En el campo sanitario se ponen de manifiesto muchas de las carencias que sufren estas personas. Cómo subir a una camilla de exploración ginecológica, aparatos de mamografías que no están a la altura adecuada, espacios para desvestirse que no tienen las dimensiones suficientes…

Con todo, son la discapacidad intelectual y la mental las que se llevan la peor parte. «La violencia se ejerce siempre con el más débil y el perfil más débil es el de mujer con discapacidad intelectual, soltera y madre», empieza Pilar Cid, del área de Mujer y de la Oficina de Vida Independiente de la Asociación Afanias, para personas con discapacidad intelectual. «No hace mucho estaban encerrados en psiquiátricos y a partir de los sesenta se fueron consiguiendo poco a poco el derecho a la alfabetización, a la educación completa, al trabajo».

Es en 2006 cuando se incluyen los derechos de los discapacitados bajo el manto de la ONU, «pero las leyes todavía no han cambiado del todo y las costumbres siguen mandando», lamenta Pilar Cid. Y a pesar de lo que dice la convención de la ONU, a una mujer con discapacidad intelectual se le suele retirar el hijo que pare hasta que se demuestra que puede cuidarlo como otras madres, en lugar de prestarle apoyo, como dice la ONU.

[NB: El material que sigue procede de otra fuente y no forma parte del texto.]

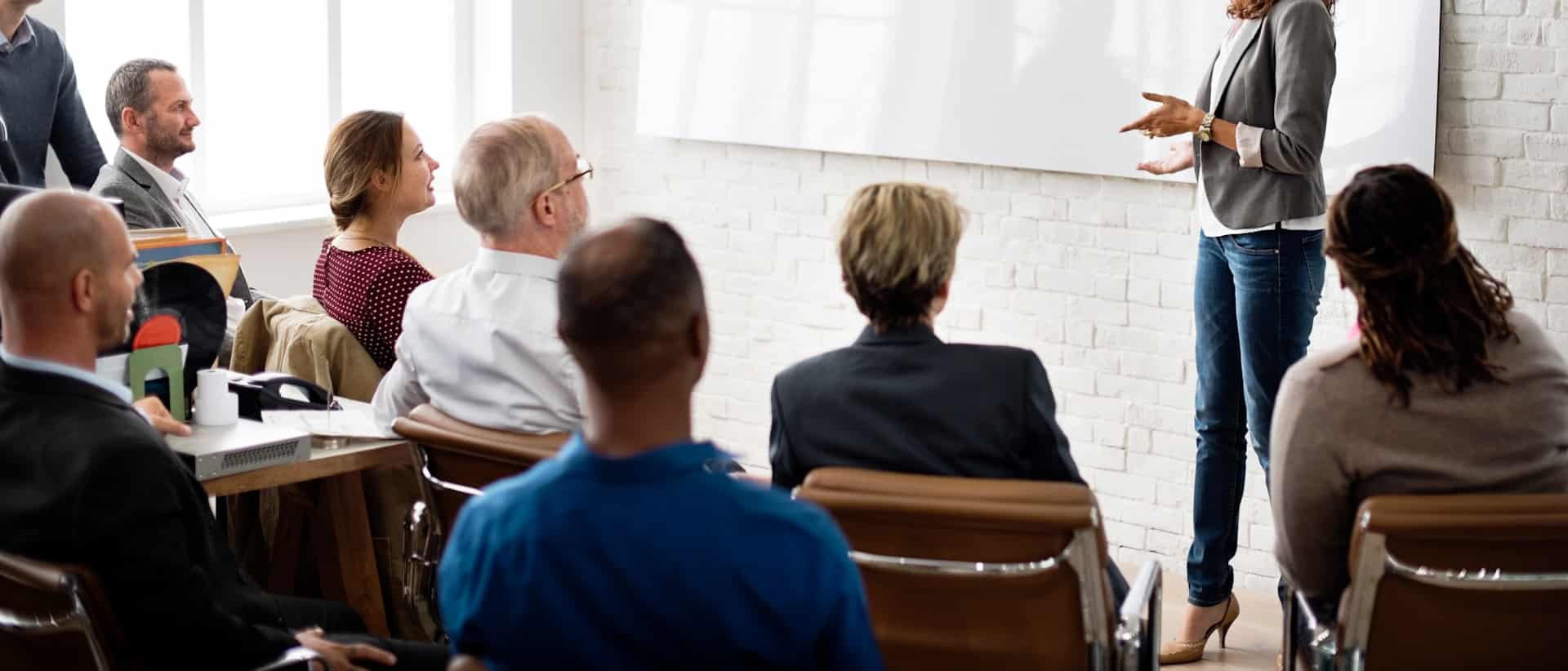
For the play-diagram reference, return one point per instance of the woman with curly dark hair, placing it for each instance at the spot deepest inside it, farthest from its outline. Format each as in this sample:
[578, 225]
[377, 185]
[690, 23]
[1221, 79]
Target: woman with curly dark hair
[1446, 391]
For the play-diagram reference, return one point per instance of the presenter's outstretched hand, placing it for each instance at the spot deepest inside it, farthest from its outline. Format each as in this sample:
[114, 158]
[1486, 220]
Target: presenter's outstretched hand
[1174, 117]
[1176, 160]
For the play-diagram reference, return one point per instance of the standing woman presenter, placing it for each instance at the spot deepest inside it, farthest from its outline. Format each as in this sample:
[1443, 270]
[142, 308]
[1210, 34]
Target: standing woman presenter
[1258, 137]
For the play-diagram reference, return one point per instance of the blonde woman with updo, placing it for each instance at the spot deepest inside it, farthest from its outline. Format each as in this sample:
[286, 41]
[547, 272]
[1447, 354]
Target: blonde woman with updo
[901, 398]
[376, 176]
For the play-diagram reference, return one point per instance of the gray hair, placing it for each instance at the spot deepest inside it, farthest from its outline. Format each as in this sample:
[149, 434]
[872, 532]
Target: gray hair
[502, 170]
[132, 87]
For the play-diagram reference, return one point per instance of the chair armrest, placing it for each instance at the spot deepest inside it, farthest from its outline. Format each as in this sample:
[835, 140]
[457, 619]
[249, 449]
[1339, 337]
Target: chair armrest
[1308, 633]
[1138, 621]
[294, 659]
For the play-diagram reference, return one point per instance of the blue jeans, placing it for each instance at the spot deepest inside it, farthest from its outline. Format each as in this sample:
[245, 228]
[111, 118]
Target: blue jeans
[1254, 301]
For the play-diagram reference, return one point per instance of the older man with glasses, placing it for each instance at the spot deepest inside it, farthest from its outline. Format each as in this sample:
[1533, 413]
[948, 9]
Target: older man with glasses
[480, 344]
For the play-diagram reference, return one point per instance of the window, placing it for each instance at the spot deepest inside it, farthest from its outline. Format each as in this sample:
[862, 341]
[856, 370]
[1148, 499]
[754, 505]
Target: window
[272, 78]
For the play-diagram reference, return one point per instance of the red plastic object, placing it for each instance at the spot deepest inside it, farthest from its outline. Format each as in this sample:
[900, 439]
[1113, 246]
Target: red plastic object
[160, 330]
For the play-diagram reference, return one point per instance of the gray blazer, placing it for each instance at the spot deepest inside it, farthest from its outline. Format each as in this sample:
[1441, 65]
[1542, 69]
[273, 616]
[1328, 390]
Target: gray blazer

En organizaciones como Afanias se quejan de la invisibilidad de las madres con discapacidad. «No existen. Hay guías sobre violencia de género, se trata la sexualidad… Pero no hay subvenciones para educar sobre la maternidad, las madres, sencillamente, no existen para la Administración», lamenta Pilar Cid.

«A veces las asfixiamos a base de cariño, de sobreprotección, en definitiva, es que no se las considera personas completas, es difícil verlas con los mismos derechos que a los demás. En los países nórdicos se les dan muchas subvenciones desde que nacen, pero no salen de casa, están en una jaula de oro», asegura Cid.

Otra jaula puede ser el mundo rural, donde las mujeres tienen menos visibilidad que los hombres y donde las condiciones de movilidad son peores, caminos sin asfaltar, casas con grandes escaleras. Por otro lado, una simple depresión ya es un asunto tabú en los pueblos, así que un problema mental grave constituye un terrible estigma. La doble discriminación puede ser aquí triple, por mujeres, por la discapacidad y por estar en un mundo más cerrado, donde la penetración de las conquistas igualitarias no ha calado tanto. «El problema de fondo en el mundo rural lo tienen las mujeres en general, porque los roles que desempeñan están todavía muy marcados por la inercia de siempre», explica Jesús Casas, director general de Desarrollo Sostenible del Medio Rural. «Por eso, esa doble discriminación puede estar más acentuada que en el mundo urbano», añade. «Es una gran paradoja: las mujeres son la parte estructural de los pueblos, y, sin embargo, son las menos visibles».